Vítimas de Adamuz manifestam-se no dia 20 de março em Huelva em memória dos falecidos e para exigir "a verdade"

Archivo - Arquivo - Um dos vagões do Iryo acidentado em Adamuz é transportado por um guindaste, em 23 de janeiro de 2026, em Audaz, Córdoba, Andaluzia (Espanha). Os trabalhos na zona do acidente ferroviário em Adamuz (Córdoba) continuam hoje centrados na
Europa Press - Arquivo

HUELVA 12 mar. (EUROPA PRESS) - A Associação das Vítimas do Descarrilamento de Adamuz convocou uma manifestação em Huelva para sexta-feira, 20 de março, às 18h, em memória dos falecidos e “pela segurança ferroviária” e para que “toda a verdade sobre o ocorrido seja conhecida”. Além disso, a entidade incentivou a população a participar da mobilização. Conforme indicado pela associação em um comunicado à imprensa, a manifestação terá início na estação ferroviária de Huelva e terminará na praça das Monjas, onde será lido um manifesto.

Assim, a associação explicou que esta mobilização tem como objetivo prestar homenagem e manter viva a memória das vítimas do descarrilamento ocorrido em Adamuz, bem como reiterar sua “ firme exigência” de que “toda a verdade sobre o ocorrido seja revelada”.

“As famílias e os afetados continuamos a exigir transparência, responsabilidades e garantias de que um acidente destas características não volte a repetir-se”, acrescentou.

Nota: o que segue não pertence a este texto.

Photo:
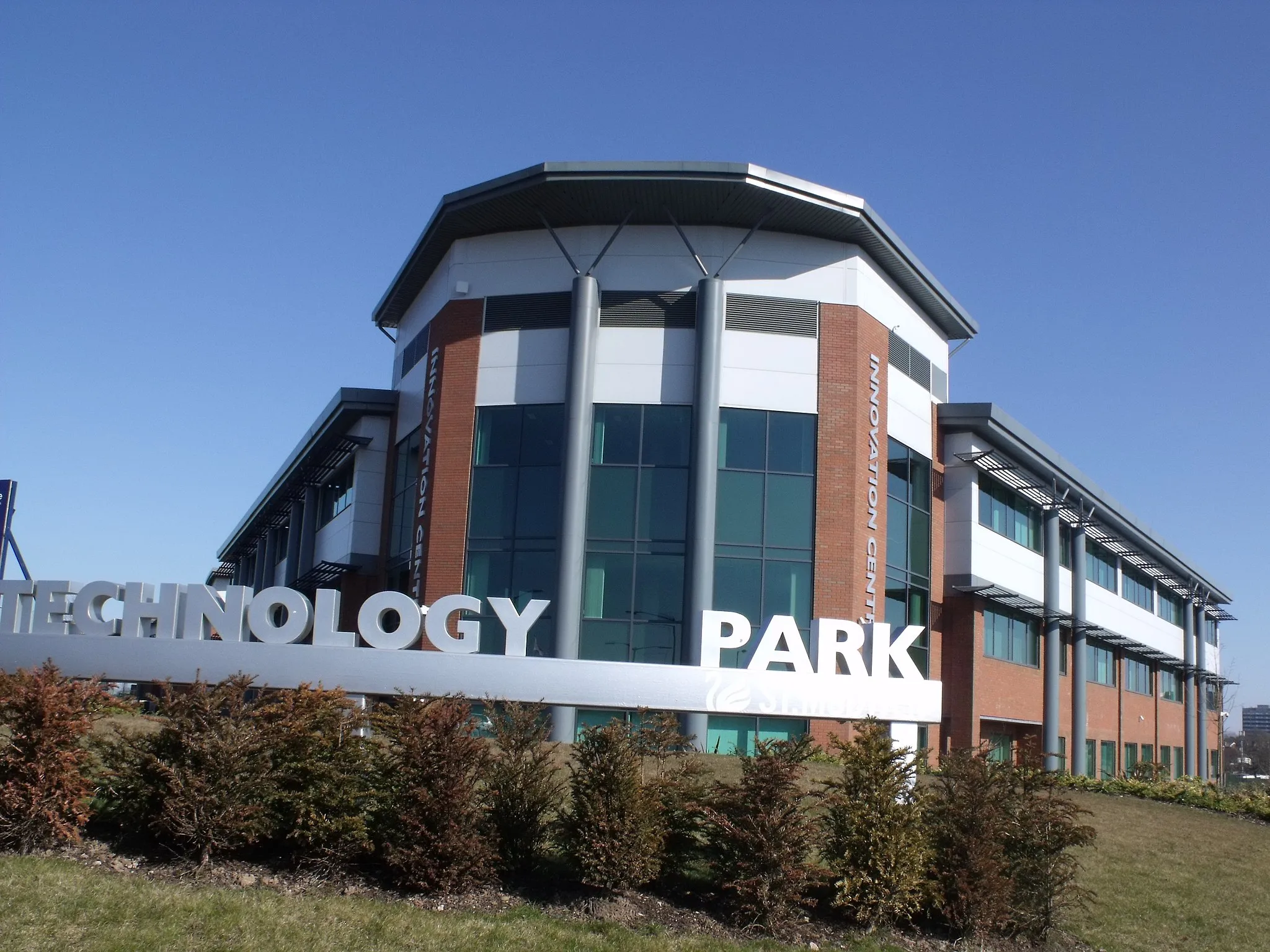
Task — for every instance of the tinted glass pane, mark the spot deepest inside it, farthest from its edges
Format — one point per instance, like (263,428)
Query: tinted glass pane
(611,508)
(739,509)
(538,511)
(897,534)
(791,442)
(493,501)
(666,436)
(653,644)
(918,542)
(664,505)
(605,641)
(742,438)
(498,436)
(616,434)
(543,434)
(789,512)
(788,591)
(659,588)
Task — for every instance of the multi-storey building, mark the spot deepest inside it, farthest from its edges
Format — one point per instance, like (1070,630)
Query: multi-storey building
(646,390)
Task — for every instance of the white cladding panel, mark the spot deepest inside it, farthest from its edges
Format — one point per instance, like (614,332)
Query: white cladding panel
(769,371)
(908,413)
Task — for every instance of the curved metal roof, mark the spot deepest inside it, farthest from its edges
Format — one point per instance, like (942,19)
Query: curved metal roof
(733,195)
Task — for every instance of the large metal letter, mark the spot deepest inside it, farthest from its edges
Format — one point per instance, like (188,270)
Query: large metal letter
(575,469)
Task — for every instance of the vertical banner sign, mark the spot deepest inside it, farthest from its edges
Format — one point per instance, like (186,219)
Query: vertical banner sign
(874,469)
(424,508)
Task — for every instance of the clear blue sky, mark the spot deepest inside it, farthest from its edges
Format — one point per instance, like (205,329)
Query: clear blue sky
(200,205)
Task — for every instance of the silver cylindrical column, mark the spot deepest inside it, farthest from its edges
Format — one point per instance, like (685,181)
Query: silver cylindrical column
(703,480)
(1053,640)
(1201,700)
(575,474)
(1080,655)
(1189,706)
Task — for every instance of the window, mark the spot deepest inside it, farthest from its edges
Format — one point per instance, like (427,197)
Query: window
(637,524)
(1100,565)
(1011,638)
(1130,759)
(908,546)
(765,519)
(1135,587)
(1170,607)
(1137,677)
(1106,769)
(513,514)
(1170,684)
(1006,512)
(337,495)
(1100,664)
(739,734)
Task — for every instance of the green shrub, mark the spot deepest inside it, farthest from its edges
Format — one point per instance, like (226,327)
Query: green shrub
(202,782)
(760,834)
(319,767)
(874,840)
(429,819)
(522,786)
(45,787)
(613,832)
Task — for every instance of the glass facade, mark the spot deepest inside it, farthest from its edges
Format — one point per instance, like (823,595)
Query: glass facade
(513,516)
(1005,512)
(1011,638)
(637,524)
(908,546)
(765,519)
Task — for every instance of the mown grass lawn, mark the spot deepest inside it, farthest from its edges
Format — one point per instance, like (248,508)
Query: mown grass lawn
(1173,878)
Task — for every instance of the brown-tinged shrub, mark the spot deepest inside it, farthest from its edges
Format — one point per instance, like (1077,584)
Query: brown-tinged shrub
(429,819)
(321,771)
(45,783)
(1043,870)
(874,839)
(970,813)
(760,834)
(678,781)
(613,833)
(201,783)
(522,786)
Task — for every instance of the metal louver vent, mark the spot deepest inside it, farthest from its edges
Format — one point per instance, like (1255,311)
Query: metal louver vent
(527,311)
(773,315)
(648,309)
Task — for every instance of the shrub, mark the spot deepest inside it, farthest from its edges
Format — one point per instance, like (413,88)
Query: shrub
(522,787)
(43,762)
(429,821)
(1042,867)
(202,782)
(613,833)
(874,840)
(760,834)
(969,813)
(321,775)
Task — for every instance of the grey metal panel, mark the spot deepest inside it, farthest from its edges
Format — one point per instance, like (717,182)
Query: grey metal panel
(696,193)
(527,311)
(774,315)
(1008,434)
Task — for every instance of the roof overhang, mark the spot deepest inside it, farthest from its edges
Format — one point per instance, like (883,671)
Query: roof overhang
(733,195)
(311,455)
(1005,433)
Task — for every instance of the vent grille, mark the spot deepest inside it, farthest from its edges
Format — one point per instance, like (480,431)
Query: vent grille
(773,315)
(648,309)
(910,362)
(527,311)
(414,351)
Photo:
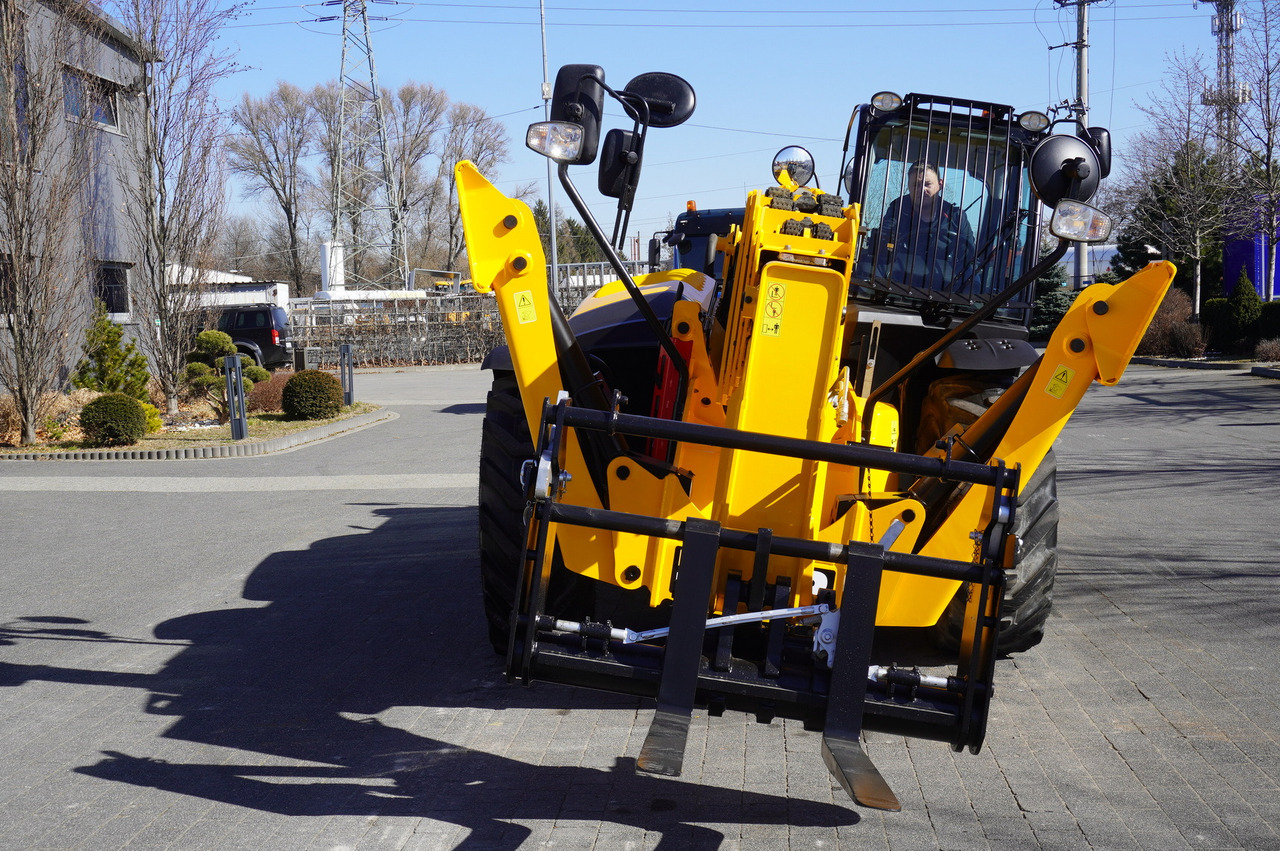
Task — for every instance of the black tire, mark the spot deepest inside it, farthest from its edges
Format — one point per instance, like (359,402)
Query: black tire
(504,445)
(1029,586)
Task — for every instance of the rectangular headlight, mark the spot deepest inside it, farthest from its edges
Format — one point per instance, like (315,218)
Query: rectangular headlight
(560,141)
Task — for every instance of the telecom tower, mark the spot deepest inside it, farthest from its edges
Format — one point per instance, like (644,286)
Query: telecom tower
(1228,95)
(369,216)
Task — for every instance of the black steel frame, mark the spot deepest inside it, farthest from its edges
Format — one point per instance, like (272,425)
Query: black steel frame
(695,667)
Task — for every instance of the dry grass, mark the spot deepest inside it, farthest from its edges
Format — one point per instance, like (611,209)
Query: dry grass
(263,426)
(58,416)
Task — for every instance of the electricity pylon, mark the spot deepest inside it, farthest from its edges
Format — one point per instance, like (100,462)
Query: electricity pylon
(1228,95)
(369,215)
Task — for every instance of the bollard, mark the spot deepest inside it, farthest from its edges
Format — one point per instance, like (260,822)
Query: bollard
(347,371)
(236,397)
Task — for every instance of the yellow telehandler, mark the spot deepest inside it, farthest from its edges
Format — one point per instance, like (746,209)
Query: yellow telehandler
(713,483)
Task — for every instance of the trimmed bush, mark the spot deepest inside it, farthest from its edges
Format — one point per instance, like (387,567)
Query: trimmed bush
(152,415)
(113,420)
(1216,324)
(1170,334)
(311,394)
(255,373)
(211,347)
(265,396)
(1244,309)
(1048,310)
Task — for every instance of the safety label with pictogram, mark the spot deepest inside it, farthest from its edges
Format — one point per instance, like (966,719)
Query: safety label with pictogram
(771,311)
(1059,381)
(525,311)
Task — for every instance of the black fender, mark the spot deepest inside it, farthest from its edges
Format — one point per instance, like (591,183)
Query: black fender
(251,348)
(987,355)
(616,323)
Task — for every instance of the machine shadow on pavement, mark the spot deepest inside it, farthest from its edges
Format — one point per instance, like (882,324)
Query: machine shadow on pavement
(364,623)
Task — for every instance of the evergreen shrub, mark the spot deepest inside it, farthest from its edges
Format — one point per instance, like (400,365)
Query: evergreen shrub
(113,420)
(1171,333)
(311,394)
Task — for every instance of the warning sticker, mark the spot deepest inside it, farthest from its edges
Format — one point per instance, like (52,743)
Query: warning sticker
(771,311)
(525,311)
(1059,381)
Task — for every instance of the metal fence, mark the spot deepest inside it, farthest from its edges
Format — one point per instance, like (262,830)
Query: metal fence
(397,332)
(429,329)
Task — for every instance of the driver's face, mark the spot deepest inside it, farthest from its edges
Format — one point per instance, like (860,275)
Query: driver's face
(924,184)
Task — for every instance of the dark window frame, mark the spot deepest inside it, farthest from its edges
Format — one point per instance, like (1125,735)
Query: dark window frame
(91,99)
(113,293)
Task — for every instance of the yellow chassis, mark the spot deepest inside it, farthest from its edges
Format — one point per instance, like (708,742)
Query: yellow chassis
(775,369)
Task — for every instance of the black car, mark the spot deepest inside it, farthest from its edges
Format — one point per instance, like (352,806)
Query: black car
(259,330)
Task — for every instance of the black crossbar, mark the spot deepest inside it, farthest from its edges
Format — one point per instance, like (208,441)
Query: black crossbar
(854,454)
(743,540)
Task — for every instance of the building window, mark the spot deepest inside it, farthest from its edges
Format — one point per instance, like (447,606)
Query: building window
(112,287)
(90,99)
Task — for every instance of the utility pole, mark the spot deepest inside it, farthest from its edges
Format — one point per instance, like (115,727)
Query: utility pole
(369,214)
(1080,106)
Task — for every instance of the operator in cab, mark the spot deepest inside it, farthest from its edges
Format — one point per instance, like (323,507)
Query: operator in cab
(924,241)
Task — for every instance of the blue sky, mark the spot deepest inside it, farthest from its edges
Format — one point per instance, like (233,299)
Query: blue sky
(767,72)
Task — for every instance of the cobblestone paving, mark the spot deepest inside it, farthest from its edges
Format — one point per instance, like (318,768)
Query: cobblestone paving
(296,667)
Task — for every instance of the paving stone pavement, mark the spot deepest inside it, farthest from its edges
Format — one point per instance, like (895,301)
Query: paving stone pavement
(300,663)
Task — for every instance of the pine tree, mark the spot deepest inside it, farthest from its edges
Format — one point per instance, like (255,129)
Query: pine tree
(108,366)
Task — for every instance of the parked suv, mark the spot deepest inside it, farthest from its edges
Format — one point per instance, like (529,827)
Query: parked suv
(259,330)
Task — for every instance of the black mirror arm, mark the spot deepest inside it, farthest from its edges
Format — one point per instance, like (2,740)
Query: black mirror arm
(959,330)
(650,319)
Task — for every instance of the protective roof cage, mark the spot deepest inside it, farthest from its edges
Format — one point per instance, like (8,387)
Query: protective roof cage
(981,236)
(759,663)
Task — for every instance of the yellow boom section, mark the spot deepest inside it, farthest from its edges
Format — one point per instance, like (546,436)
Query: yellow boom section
(1095,341)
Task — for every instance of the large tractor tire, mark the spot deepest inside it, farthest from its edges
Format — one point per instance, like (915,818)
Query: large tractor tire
(1029,586)
(504,445)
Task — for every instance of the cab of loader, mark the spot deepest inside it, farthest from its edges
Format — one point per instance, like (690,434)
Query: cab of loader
(702,488)
(915,279)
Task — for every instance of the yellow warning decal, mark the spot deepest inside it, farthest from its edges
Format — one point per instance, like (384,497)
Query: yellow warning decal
(771,312)
(525,311)
(1059,381)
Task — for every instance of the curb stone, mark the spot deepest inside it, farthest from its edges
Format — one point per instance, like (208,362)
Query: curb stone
(1262,371)
(222,451)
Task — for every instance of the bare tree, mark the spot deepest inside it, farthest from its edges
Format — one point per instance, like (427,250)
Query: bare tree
(176,193)
(46,169)
(471,136)
(1258,141)
(241,247)
(277,135)
(357,177)
(1179,186)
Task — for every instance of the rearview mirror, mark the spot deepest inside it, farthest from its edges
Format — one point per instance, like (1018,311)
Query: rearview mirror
(579,99)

Além disso, a associação indicou que a manifestação será “um ato pacífico, aberto a todos os cidadãos, associações e coletivos que desejem se juntar a esta causa”, que não é apenas sua, “mas de toda a sociedade”. “A segurança ferroviária é uma questão que afeta diretamente milhares de cidadãos que utilizam o trem todos os dias. A partir da Associação, apelamos à participação ativa e solidária dos habitantes de Huelva. O seu apoio é fundamental para reforçar o nosso pedido de justiça, verdade e melhorias reais na segurança do transporte ferroviário. Porque a memória das vítimas merece respeito. Porque a verdade é um direito. Porque a segurança não é negociável”, conclui o comunicado.